Founded 25 years ago, the organisation has grown to become a world leading provider of business management software with 13,000 staff in a global operation that last year turned over £935m.
The Sage story starts in a printing works on Newcastle’s Quayside when business owner and entrepreneur David Goldman looked for a way to automate his print estimating process.
He worked with a team of Newcastle University students, led by Paul Muller, who developed some software to manage both print estimating and basic accounting.
David realised other companies would benefit from the software and formed a business to begin selling it.
Initially just a few sold, then when Amstrad launched its first desktop PC, the software was adapted to run on it.
Sales soared from around 30 to more than 300 copies a month.
To help manage demand and design more software to tap into the lucrative market, Sage recruited new staff, including a commercially-minded accountant to help run the business – Paul Walker – who is now the group’s chief executive and chairman of the Entrepreneurs’ Forum.
Paul Stobart was appointed managing director of Sage UK and Eire in May 2003 following the retirement of Graham Wylie.
Paul joined the company in 1996 and has worked in a number of roles, including business development director and chief operating officer for the Sage Group plc.
In his most recent role, he oversaw service and operational issues in the American, French and German operations.
Paul read law at Oxford before qualifying as a chartered accountant with Price Waterhouse in London in 1983.
He worked in investment banking for Hill Samuel and chaired the European business Interbrand plc, an international branding and marketing services company.
While at Interbrand, he was instrumental in developing techniques for valuing brands, a practice that has since become well established as a means of monitoring the effectiveness of marketing investment in many of the world’s leading brands.

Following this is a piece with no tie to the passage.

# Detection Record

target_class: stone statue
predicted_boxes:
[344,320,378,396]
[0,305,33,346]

Paul freely admits that it’s a rare privilege being a marketing man with an accounting background.
He says: “It means that marketing departments can’t get away with unrealistic budget requests, but it also means that finance can’t demand cuts in spend that will harm the business. It’s all about getting the balance right.”
Sage, of course, has gone from strength to strength, floating on the London Stock Exchange in 1989 and entering the FTSE 100 in 1999.
Today 700,000 businesses in the UK alone rely on Sage to manage their key business processes and one in four people in the UK are paid using Sage Payroll.